Kematian pasangan biasanya menuntut individu untuk menghentikan perilaku seksual mereka (Rossi, 1994). Hal ini juga membuat para janda bertahan dengan statusnya daripada menikah kembali. Menurut Sanford (1998), perempuan dapat hidup lebih lama tanpa pasangan dalam suatu dekade. Selain itu, pernikahan sendiri merupakan aktivitas pengaturan seksual secara sosial yang paling umum berdasarkan norma yang berlangsung (Rossi, 1994; Schiavi, 1999). Norma sosial itulah yang menjadi salah satu pertimbangan mengapa perempuan berstatus janda memilih untuk hidup

sendiri untuk sementara waktu tanpa pasangan. Berdasarkan hasil survei, 40% perempuan berusia tua hidup sendiri dibandingkan dengan 16% pria berusia tua (AARP, 1997).

Menurut Masters et al. (1994), perempuan single termasuk janda memiliki minat yang rendah untuk melakukan hubungan seksual walaupun tersedia waktu yang diperlukan untuk aktivitas tersebut. Perempuan menggunakan mekanisme tersebut untuk menghindari frustrasi dan depresi karena tidak dapat melakukan hubungan seksual.
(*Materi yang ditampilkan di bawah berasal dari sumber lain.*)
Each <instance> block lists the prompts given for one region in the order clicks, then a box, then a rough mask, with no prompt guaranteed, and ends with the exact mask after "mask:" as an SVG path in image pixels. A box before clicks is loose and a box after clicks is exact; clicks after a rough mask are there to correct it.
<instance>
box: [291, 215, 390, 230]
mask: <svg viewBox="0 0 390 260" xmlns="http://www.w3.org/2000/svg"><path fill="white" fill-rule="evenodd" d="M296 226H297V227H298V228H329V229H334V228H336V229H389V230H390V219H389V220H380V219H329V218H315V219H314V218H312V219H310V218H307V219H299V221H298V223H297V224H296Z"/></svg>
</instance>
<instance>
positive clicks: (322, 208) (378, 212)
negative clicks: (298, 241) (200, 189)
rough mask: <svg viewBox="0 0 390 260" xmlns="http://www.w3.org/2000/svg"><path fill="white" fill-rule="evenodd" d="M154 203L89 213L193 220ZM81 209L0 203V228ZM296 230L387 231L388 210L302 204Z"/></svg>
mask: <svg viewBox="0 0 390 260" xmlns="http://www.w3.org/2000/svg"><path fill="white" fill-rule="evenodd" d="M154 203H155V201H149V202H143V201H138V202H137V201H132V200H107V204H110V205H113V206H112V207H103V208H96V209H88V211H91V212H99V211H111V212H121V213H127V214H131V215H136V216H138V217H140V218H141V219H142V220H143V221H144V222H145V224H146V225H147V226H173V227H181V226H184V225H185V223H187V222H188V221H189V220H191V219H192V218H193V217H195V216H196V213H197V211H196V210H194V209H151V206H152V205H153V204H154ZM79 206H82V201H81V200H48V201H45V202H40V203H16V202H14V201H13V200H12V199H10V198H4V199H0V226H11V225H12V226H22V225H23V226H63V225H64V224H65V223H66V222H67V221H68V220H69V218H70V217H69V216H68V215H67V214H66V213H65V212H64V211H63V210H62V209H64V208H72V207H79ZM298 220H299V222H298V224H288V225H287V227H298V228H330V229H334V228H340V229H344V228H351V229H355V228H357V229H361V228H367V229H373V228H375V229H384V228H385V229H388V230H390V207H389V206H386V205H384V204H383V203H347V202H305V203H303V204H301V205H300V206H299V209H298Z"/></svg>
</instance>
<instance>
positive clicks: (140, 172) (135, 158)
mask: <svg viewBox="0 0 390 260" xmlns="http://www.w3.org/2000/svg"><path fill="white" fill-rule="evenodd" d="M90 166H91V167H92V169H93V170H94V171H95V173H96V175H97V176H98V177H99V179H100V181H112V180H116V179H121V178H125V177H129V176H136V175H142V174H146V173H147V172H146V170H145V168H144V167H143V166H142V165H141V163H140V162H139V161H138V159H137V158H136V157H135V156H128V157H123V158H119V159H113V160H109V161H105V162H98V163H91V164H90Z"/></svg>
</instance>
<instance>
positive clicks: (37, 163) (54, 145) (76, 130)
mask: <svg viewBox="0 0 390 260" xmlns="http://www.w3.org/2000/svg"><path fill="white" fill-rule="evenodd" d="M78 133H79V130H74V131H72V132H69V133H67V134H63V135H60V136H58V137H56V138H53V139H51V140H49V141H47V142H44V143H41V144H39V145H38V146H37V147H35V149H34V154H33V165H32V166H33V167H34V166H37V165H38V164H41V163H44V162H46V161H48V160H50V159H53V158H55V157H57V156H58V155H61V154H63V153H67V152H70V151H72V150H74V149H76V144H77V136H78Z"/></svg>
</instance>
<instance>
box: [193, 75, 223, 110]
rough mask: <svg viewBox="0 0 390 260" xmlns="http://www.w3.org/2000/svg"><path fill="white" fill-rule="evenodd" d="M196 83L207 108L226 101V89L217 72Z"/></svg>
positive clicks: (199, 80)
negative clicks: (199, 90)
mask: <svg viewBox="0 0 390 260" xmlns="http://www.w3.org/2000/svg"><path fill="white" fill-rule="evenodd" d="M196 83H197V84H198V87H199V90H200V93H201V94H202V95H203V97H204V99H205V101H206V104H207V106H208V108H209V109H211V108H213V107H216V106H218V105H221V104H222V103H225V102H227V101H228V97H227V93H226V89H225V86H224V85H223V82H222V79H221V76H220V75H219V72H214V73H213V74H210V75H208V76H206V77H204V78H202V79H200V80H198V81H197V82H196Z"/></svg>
Hal tersebut dipengaruhi oleh keadaan subjektif hasrat seksual yang mendorong manusia untuk mencari pengalaman-pengalaman seksual. Ketidakhadiran pasangan mendorong perempuan single untuk menemukan pengalaman dari aktivitas seksual dalam bentuk lain.

Hasrat seksual memiliki batasan-batasan sosial. Faktor sosial menyumbang gagasannya melalui aspek budaya dengan mengatakan bahwa seksualitas diperlihatkan sebagai harapan-harapan, kepercayaan-kepercayaan, dan perilaku tentang hasrat seksual. Faktor-faktor sosial kultural tersebut berperan dalam memperkecil atau menyangkal keberadaan dan nilai seksualitas (Gott &Hinchliff, 2003). Janda merupakan perempuan yang pernah melakukan aktivitas seksual. Aktivitas seksual tersebut merupakan salah satu bentuk ekspresi dari hasrat seksual. Akan tetapi, perspektif sosial dalam masyarakat menuntut janda untuk berperan ganda dalam rumah tangga dan meminimalkan kebutuhan seksual. Hal tersebut membuat janda

mempertimbangkan dan menghentikan aktivitas seksual walaupun mereka masih memiliki hasrat seksual.